{
{
Какие переговоры? С кем и кто ведет? Ничего не ясно. Толпа на ступенях все увеличивается. Хоть не стреляют, и то хорошо. Откуда-то приносят мегафон. Устанавливаем его в разбитом окне. Мегафон сипит, свистит, приноровиться к нему довольно сложно. По очереди берем микрофон; если нельзя стрелять, надо говорить, и перекрывая грохот стрельбы на флангах:
— Москвичи! Слушайте слова защитников Верховного Совета! 70 лет назад «Аврора» холостым выстрелом возвестила о приходе к власти
Микрофон переходит из рук в руки. Мы торопимся успеть высказать все, что накипело в наших душах:
— Солдаты! Вы, предавшие Конституцию, вы, ставшие иудами своего народа, своего Отечества, помните: тридцать сребреников, которые швырнут вам американские холуи за вашу палаческую работу, прожгут вам руки! Опомнитесь, не будьте убийцами! Правда на нашей стороне!
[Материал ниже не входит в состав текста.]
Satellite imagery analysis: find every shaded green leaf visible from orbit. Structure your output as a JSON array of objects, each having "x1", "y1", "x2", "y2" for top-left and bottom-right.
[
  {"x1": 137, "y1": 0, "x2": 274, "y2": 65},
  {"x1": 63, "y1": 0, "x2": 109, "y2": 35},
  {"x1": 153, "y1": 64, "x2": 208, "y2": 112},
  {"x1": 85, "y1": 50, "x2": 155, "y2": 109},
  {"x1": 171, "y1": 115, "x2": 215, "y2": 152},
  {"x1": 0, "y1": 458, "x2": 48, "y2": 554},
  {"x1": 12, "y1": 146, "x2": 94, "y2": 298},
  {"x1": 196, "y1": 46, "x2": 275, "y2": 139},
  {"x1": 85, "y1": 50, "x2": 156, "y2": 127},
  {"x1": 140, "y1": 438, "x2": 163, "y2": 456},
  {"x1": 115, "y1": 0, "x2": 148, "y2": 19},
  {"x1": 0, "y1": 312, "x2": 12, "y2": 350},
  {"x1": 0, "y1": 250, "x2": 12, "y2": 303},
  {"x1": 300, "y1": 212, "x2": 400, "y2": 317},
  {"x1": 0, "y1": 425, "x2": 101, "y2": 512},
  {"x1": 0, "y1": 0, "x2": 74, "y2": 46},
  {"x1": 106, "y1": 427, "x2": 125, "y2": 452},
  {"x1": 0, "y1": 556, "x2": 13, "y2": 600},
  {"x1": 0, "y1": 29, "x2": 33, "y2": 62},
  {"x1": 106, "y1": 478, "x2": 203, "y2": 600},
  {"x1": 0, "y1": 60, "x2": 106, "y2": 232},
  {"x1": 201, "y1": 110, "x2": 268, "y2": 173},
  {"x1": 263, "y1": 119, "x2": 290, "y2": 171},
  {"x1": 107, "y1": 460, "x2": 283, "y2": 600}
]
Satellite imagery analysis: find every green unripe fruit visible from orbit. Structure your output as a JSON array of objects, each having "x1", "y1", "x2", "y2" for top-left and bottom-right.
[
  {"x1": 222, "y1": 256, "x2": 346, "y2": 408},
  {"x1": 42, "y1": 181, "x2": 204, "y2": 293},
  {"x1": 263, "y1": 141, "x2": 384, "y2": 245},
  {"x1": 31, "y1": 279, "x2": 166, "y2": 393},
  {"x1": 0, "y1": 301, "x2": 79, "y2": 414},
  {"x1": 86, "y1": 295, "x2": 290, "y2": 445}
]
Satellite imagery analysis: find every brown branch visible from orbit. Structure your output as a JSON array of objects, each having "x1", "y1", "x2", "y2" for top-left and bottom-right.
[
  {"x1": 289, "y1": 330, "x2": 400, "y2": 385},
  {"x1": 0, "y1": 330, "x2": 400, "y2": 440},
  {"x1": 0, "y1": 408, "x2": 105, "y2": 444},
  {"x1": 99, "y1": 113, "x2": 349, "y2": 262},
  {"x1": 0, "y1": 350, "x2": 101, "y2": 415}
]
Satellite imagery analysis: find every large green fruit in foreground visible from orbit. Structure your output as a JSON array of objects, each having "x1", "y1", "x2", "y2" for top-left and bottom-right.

А за нашими спинами все прибывает и прибывает народ — это отходят безоружные из боковых проходов и крыльев здания, отжимаемые штурмующими войсками. Цокольный этаж в их руках. Первый — нейтральная полоса… Безоружные, женщины, дети… Откуда-то очень много детей. Почему они здесь?! Страшно подумать: если ворвутся автоматчики, покосят всех. Если возобновится танковый обстрел, здесь будет месиво…
И тут же тревожную новость приносит один из бородачей: — Михалыч, они нам в тыл вышли!
Черт, какой здесь тыл может быть? Торопливо идем в черноту коридора. Вслушаюсь. Точно, за опечатанной дверью в какой-то кабинет, выходящей прямо в спину нашему заслону в коридоре, торопливый шорох, сдержанный шепот. Что делать? Как они вообще туда проникли? Не иначе как по карнизу. Мгновение на раздумье — и вот оно решение, возможно, единственное в данной ситуации. Громко, чтобы слышали те, за дверью, командую:
— Если начнут стрелять или вышибать двери, взрывай!
— Как? — в темноте моих знаков не видно, и в голосе казака растерянность: у нас же нет ни мин, ни взрывчатки, ни даже гранат!
— Сразу! — безапелляционно приказываю я, ловя в темноте его руку. До него доходит, и он подыгрывает:
— А как же мы?
— Все равно нам терять нечего. Рви сразу!
— Есть! — громко выкрикивает он.
Мы настороженно вслушиваемся, но с той стороны двери уже не слышно ни звука — тишина могильная. Кажется, сработало! (Действительно, до конца штурма те сидели тихо, как мышки — ни одного выстрела, ни одного удара в дверь. Потом даже переговаривались с нашими, но никакого движения!)
Выхожу обратно в холл. Там оживление — справа от лестницы появилось новое действующее лицо: парламентер от парашютистов. Капитан — весь как на пружинах, тяжеленный бронежилет, чумовой блеск в глазах, не стоит, гарцует, вызывающе, по-хозяйски покрикивает:
— Кто здесь старший, а ну ко мне!
Парни упирают ему в бронежилет автоматы:
— Клади оружие!
На парапет балкона ложатся ПМ и здоровенный газовый револьвер «Айсберг». Капитан, не сбавляя пыла, покрикивает грозным голосом, а от самого прет, как от пивной бочки. Макашов даже не стал с ним разговаривать — только взглянул и отошел, чтоб не терять время зря. Капитана в оборот берут наши автоматчики, Крестоносец, Саша-морпех… Капитан потихоньку сбавляет тон, разговор почти человеческий:
— Ну не сдаетесь, так давайте хоть женщин выведу.
И тут же в ответ, с балкона 3-го этажа на пределе напряжения, почти истерический женский выкрик:
— Нет! Никуда не пойдем! Капитан ретируется…
Бой боем, но пока затишье, не мешало бы и перекусить. Последний раз мы ели ночью. Поднимаюсь по темным лестницам на 6-й этаж. В коридорах носилки с ранеными, несколько неподвижных фигур укрытых тряпьем с головой, — убитые. По дороге расспрашивают о том, что происходит внизу. Отвечаю торопливо, односложно, хотя понимаю, что здесь, на этих черных, расстрелянных танковыми снарядами этажах, люди жаждут информации… И только здесь узнаю, что здание уже давно горит.